Although this is great news we must understand the many realities that have lead to this moment in history. For much of the last decade organizations like Fight the The New Drug and ministries like XXX Church have spoken of the many ills of porn. However, up until recently no one really listened. Yes, sexual imagery has always been available but never to the extent it is today.
Porn is anonymous, free (or very affordable), and more accessible than ever before.
Divorce, sexual assault, depression, anxiety, a dismantling of trust between partners, and unrealistic expectations of the love partner are just some of the many results from habitually viewing pornography. These results have ended marriages and destroyed others before they even started.
I am grateful that so many are starting to realize the harm pornography brings to our society, but I worry it’s not amounting to much more than words.
Most of this legislation is nothing but gestures of kindness. It expresses a concern but no funding mandate, no programs they are making available, or offering any solutions to ending the cycle of distribution pornographers have created over the last several decades. Porn is being declared as dangerous with few actionable programs in place to battle exposure or addiction.
And the church is not in any better of a position to answer the call in addressing the issue of pornography.
In a 2016 Barna Group research study commissioned by Josh McDowell Ministry, church leadership indicated that this problem is much bigger than it was 20 years ago, yet only 7% of pastors said they have a ministry program for those struggling with porn.
Churches should be the hospitals in this health crisis, but very few have something to offer when it comes to sexual discipleship.
A few years ago we asked several lead pastors from around our region how often they addressed issues related to sex from the pulpit. On average the topics of sex, sexuality, and pornography were addressed 1-2 times every three to four years. This blew me away.
The church is struggling to offer support in this area.

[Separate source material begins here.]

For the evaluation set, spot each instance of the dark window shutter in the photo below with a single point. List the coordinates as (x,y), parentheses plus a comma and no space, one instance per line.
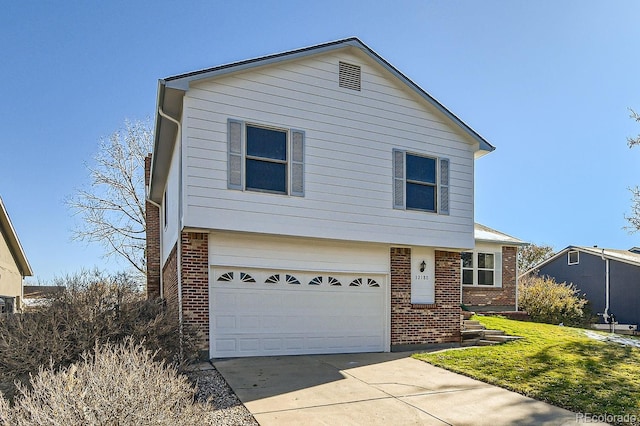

Recently we hosted a lunch with over a 100 church leaders addressing this very issue with my friend, Walt Mueller. During our time together I realized that its not because church leaders don’t want to address it. Rather, they lack the tools. Seminary prepared many of these men and women for sharing scripture but not the resource or expertise to dive into the sensitive landscape we now find ourselves in when it comes to sexuality.
Let us use the momentum of states like Utah, South Dakota, and Virginia to create a measure for own congregations.
Initiating such vulnerable conversations can be a major hangup for most leaders, but by simply speaking about the impact pornography is having in your church will open up opportunities for change and healing.
Take steps to develop tools that shed light on this conversation.
The churches greatest resource is its people. Often we think we need the hottest or greatest sermon series or program to create change in our congregations. And there are some great organizations and programs that are incredibly helpful in this journey! But I’ve learned that the best thing we can provide someone struggling with pornography is a community that is willing to sit down, listen, and give direction. Every church has people that can do this!
Recognize that we sometimes need trained professionals to help us.
There is absolutely nothing wrong in seeking outside help. Because this issue has become an epidemic we need to understand there will be times a community of people will just not be enough. Fortunately there are several qualified counselors in every community to help. Don’t be afraid to admit if something is over your head.
What else do you think the state or church could do to end this public health crisis?